乳歯は上下左右に5本ずつ、全部で20本生えると乳歯列の完成です。完成期には、かみ砕くこと、そして飲み込むことが上手になります。しっかり噛みくだいて、食塊が柔らかく

小さくなったら、舌の上にのせて飲みこみます。のみ込むときは、舌を口蓋に吸い付けるように拳上して飲みこみます。頤(おとがい)に梅干しのようなシワができる飲みこみ方はいい飲みこみ方ではありません。

完成期以降に大切なことは、食べる時の姿勢です。テーブルに座って食べることも多くなりますが、必ず踏み台等をおいて、両足をしっかり踏み台につけて食事をするように指導してください。大人の方でも、ソファーにどっぷりと腰を下ろした状態で咀嚼すると、奥歯しか使えないことがわかると思います。先述しましたが、特に完成期に間違った食事の姿勢を覚えてしまうと、前歯を使わず、食べる時、飲みこむときに間違った筋肉を使うことにつながってしまいます。先ほど、頤に梅干しのようなシワができる飲みこみ方はいい飲みこみ方ではないとお伝えしました。食事時の姿勢は、このよくない飲みこみ方に大いに関係してきます。
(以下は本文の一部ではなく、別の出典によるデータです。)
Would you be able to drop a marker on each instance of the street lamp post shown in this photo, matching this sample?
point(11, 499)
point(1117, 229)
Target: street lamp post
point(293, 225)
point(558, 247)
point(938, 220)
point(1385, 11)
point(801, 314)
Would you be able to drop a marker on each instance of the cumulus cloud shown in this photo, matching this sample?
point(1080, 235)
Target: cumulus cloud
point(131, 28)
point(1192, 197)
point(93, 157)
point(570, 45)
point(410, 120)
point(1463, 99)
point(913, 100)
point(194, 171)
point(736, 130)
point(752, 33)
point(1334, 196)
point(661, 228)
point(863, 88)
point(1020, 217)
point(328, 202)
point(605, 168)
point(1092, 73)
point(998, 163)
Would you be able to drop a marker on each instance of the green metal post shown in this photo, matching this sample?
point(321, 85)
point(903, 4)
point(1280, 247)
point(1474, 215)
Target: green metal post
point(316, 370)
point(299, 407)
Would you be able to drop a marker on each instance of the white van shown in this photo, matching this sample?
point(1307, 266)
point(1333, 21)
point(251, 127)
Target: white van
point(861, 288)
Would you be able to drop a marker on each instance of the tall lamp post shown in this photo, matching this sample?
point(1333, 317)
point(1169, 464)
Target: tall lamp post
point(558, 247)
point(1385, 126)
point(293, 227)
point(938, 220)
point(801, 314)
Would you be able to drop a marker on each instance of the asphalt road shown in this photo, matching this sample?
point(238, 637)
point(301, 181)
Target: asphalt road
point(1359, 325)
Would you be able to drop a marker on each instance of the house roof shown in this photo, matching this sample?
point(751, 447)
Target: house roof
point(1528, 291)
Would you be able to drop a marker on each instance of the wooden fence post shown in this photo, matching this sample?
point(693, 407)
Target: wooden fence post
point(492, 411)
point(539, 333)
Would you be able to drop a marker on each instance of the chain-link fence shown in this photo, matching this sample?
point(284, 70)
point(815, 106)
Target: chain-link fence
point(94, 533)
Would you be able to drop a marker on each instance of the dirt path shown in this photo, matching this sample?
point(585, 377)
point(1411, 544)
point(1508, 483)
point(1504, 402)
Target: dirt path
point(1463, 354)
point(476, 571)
また、食事の時の水分の取り方にも注意が必要です。食事といっしょにジュースやスポーツ飲料をとることはもってのほかですが、水やお茶であっても流し込んで食べるクセがついてしまうことは絶対避けてほしい習慣です。

「噛む」という運動は、生まれてから自然に獲得するものではなく、その時期に一つ一つ学んで積み重ねていくものです。その基礎は、生まれてから3歳ごろまでに築き上げられ、生涯の食べ方が決まります。

3歳までにしっかりとした食べ方を習得できなかった場合、ただ単に食べ方がおかしいということでは済まさされず、歯並びやむし歯、将来の歯周病にまで影響を及ぼします。その延長線上には全身疾患のリスクにもつながります。「3歳までに自然な口元をつくる」ということをぜひ実践してください。

「自然な口元」とは、鼻呼吸で口がポカンと開いていないキリッとした口元であること。のみ込むときに舌が口蓋まで拳上し頤(おとがい)に緊張がなく噛みあわせが安定していて、下顎が固定される口元です。さらに、左右の噛むリズムも美しく噛む筋肉の調和がとれた状態です。